El Registro Público de Panamá, famoso desde el estallido de los Panamá Papers, contenía parte de la historia. Adela Compañía de Inversiones S.A. era un consorcio creado por capitales norteamericanos en 1966, destinado a inyectar dinero en América Latina en el marco de la Guerra Fría. Los datos del registro panameño sostenían que tenía una duración “perpetua” y que estaba “activa” con un capital curiosamente importante: 10 millones de dólares, un número poco frecuente en otras sociedades offshore con cifras usuales de 1.000 dólares. En 2016, el “presidente” de la compañía era Miguel Ángel Egea, quien a la vez aparecía como su “representante”. En el directorio estaba Norma Beatriz Rádice y otros nombres asociados a la Armada en distintas empresas de Buenos Aires, como el de Darío Jesús Orozco Acuña.

Carlos Schwartz es un periodista argentino radicado en España, especialista en flujos financieros, que siguió durante años el caso. “Adela era un instrumento imperialista apadrinado por el Banco Mundial para el saqueo de América Latina”, dijo en ese momento. “Adela fue (y puede que siga siendo, hasta que se demuestre lo contrario) un instrumento de inversión para América Latina de algunos de los capitales más poderosos de los años sesenta, como la familia de banqueros suecos Wallenberg, la Standard Oil (grupo Rockefeller) o Fidelity-Philadelphia Trust Company. Es un consorcio tristemente célebre para la izquierda de las décadas de 1960 y 1970. Se suponía, y se la acusaba de ello, que Adela había inspirado los movimientos golpistas de los años ’60 en la región a través de sus profundos lazos con el Departamento de Estado de Estados Unidos y su relación personal con Henry Kissinger”.

Los marinos y sus socios argentinos desembarcaron en la compañía en 1988 de la mano de un estudio de abogados llamado Arias, Fábrega & Fábrega, a quienes los diarios de Panamá mencionaban como parte de los estudios dedicados a crear y facilitar estos negocios. Por los papeles que surgían de las cuentas, Schwartz entendió probable que “Egea, Rádice y el resto compraron Adela una vez que quedó técnicamente abandonada por sus accionistas anteriores. Las fechas más o menos coinciden –detalló–. Los abogados panameños dejan ‘durmiendo’ las compañías que suspenden actividad y cuando pueden las venden”. Pero tampoco estaba seguro: “En la Argentina, Adela fue favorecida por el ministro de economía de Juan Carlos Onganía, Krieger Vasena –sigue Schwartz–. Es un misterio cómo esa sociedad cayó en manos de los marinos de la dictadura. ¿La compraron a un despacho de abogados de Panamá? ¿O los socios antiguos siguieron como socios de los marinos depredadores?”.

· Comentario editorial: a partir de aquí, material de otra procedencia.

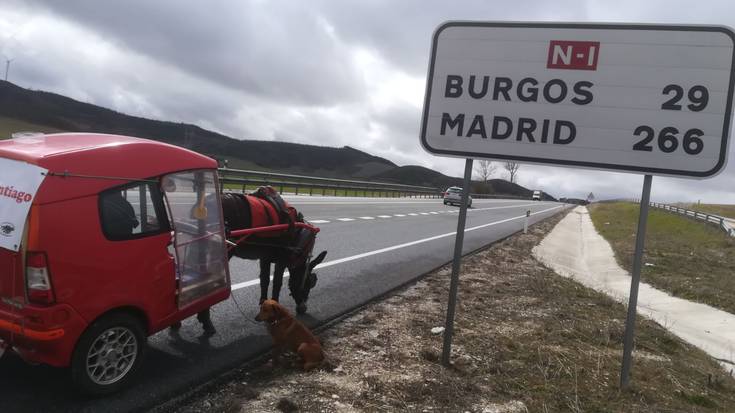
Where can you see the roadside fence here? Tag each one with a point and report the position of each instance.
(724, 223)
(311, 185)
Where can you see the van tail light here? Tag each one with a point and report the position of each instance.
(38, 280)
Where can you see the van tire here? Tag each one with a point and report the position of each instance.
(122, 325)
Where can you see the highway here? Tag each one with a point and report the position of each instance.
(374, 245)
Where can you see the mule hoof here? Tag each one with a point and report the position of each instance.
(301, 308)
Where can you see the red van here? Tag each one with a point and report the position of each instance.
(104, 240)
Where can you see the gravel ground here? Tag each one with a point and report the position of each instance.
(525, 340)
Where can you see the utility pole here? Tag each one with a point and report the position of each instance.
(7, 67)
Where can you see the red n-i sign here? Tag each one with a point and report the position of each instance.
(567, 54)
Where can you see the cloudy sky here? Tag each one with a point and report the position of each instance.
(332, 73)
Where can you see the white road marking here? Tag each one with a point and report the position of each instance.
(395, 247)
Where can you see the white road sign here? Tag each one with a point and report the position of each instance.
(651, 99)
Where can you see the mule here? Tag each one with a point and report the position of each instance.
(285, 250)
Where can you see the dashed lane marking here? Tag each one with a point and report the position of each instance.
(395, 247)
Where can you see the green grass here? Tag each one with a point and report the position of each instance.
(9, 126)
(686, 258)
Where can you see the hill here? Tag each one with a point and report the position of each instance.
(45, 111)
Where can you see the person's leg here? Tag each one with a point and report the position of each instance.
(265, 277)
(204, 318)
(278, 279)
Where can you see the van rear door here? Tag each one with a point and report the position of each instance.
(19, 183)
(12, 289)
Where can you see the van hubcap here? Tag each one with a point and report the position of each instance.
(112, 355)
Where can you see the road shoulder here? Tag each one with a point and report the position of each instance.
(525, 339)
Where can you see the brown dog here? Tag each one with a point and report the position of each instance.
(289, 334)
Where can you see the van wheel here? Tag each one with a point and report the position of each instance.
(108, 354)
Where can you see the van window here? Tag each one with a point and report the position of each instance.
(132, 211)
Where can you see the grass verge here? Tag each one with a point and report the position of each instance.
(716, 209)
(525, 340)
(686, 258)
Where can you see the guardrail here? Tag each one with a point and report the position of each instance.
(720, 221)
(324, 186)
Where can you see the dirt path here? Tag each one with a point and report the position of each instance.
(525, 340)
(575, 249)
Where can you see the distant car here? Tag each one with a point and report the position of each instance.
(453, 196)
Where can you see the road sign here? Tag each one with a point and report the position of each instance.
(650, 99)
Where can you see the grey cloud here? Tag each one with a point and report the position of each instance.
(285, 70)
(279, 51)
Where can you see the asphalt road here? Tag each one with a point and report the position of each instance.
(374, 245)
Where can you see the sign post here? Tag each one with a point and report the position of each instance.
(639, 98)
(456, 261)
(640, 239)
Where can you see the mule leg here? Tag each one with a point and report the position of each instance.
(278, 279)
(204, 318)
(265, 278)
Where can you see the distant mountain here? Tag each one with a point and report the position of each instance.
(56, 112)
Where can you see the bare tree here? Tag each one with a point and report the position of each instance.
(512, 168)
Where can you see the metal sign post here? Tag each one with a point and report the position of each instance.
(642, 98)
(456, 261)
(640, 239)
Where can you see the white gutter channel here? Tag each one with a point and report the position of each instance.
(575, 249)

La presencia de ellos puede suponer, entonces, la salida de los propietarios anteriores, pero sigue siendo curiosa la selección de un espacio vacante, dedicado originalmente a sostener la represión de las dictaduras del Cono Sur.

La investigación del juzgado de Casanello vuelve sobre esa trama. Entre los nombres de las catorce compañías que estudia la PROCELAC también está Adela Compañía de Inversiones. Con esa y el resto de las sociedades, el organismo realizó una investigación típica de lavado. Analizó la evolución patrimonial de los marinos y entendió que habían tenido un crecimiento que no podían justificar con los ingresos legales. Luego analizó la evolución de las sociedades. La novedad de esta etapa que acaba de comenzar es que por primera vez se dispone a trazar un puente entre las sociedades y los bolsos que se llevaron de la casa de Hernández y los caballos de carrera, la máquina de afeitar y el dinero de Conrado Gómez.

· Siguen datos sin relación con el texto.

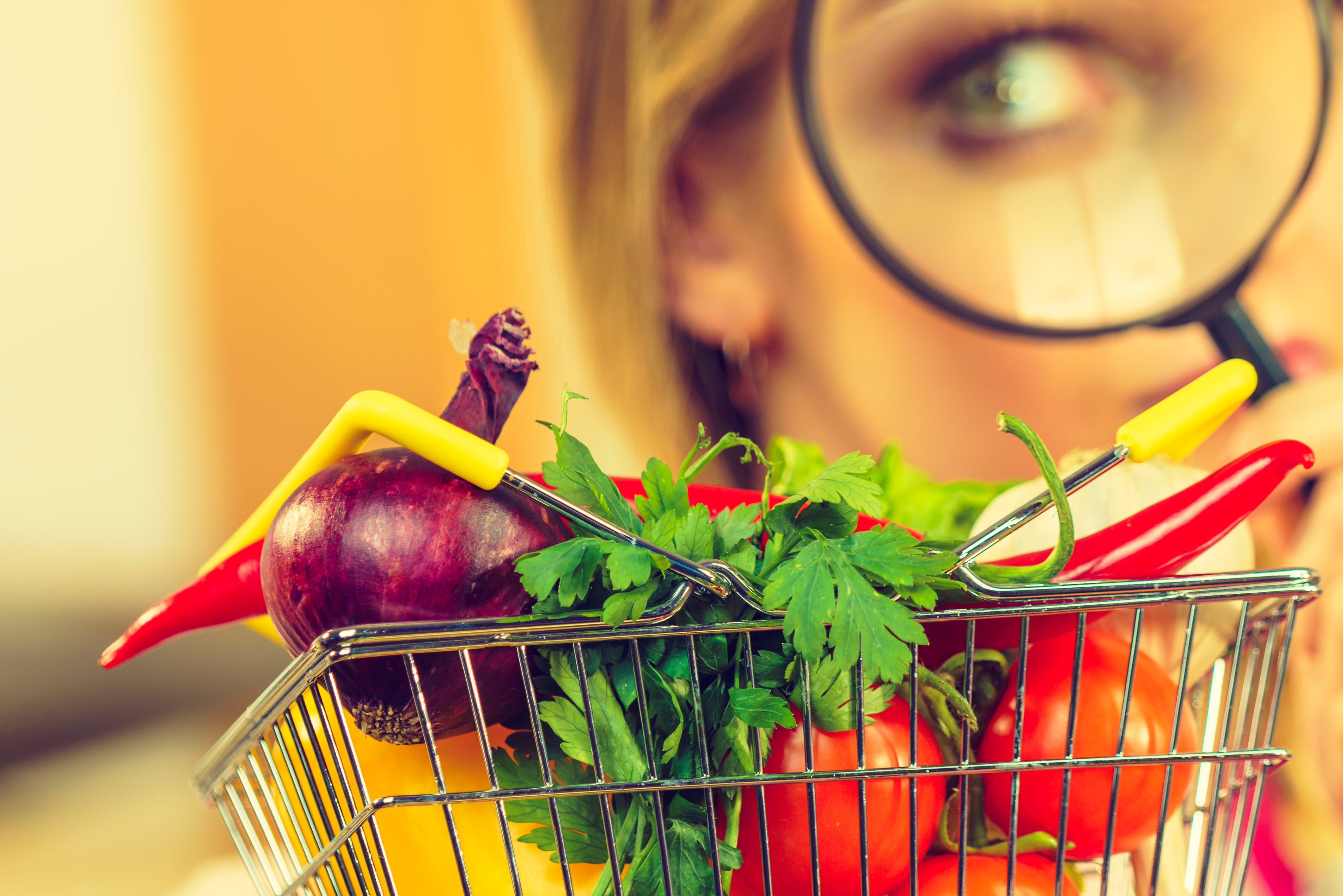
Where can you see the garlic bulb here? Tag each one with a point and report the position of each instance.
(1117, 495)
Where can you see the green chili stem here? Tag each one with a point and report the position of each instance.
(1058, 558)
(950, 694)
(734, 831)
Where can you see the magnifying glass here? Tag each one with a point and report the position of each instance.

Hernández es el fotógrafo que debió tomar las imágenes de las monjas francesas Leonie Duquet y Alice Domon, secuestradas en el sótano de la ESMA. Norma Rádice vivió en el barrio de Urquiza, donde hasta hace unos años recibía a su hermano represor los domingos a la mañana, mientras él seguía detenido. Egea murió inesperadamente el 24 de marzo de 2016 mientras vivía en Miami. La intervención de la UIF en la causa ESMA quedó interrumpida durante el gobierno de Mauricio Macri. Ahora volvió a presentarse. La investigación del lavado de bienes de la Armada, en tanto, es una enorme ruta pendiente que tiene en este episodio apenas un nuevo punto de partida.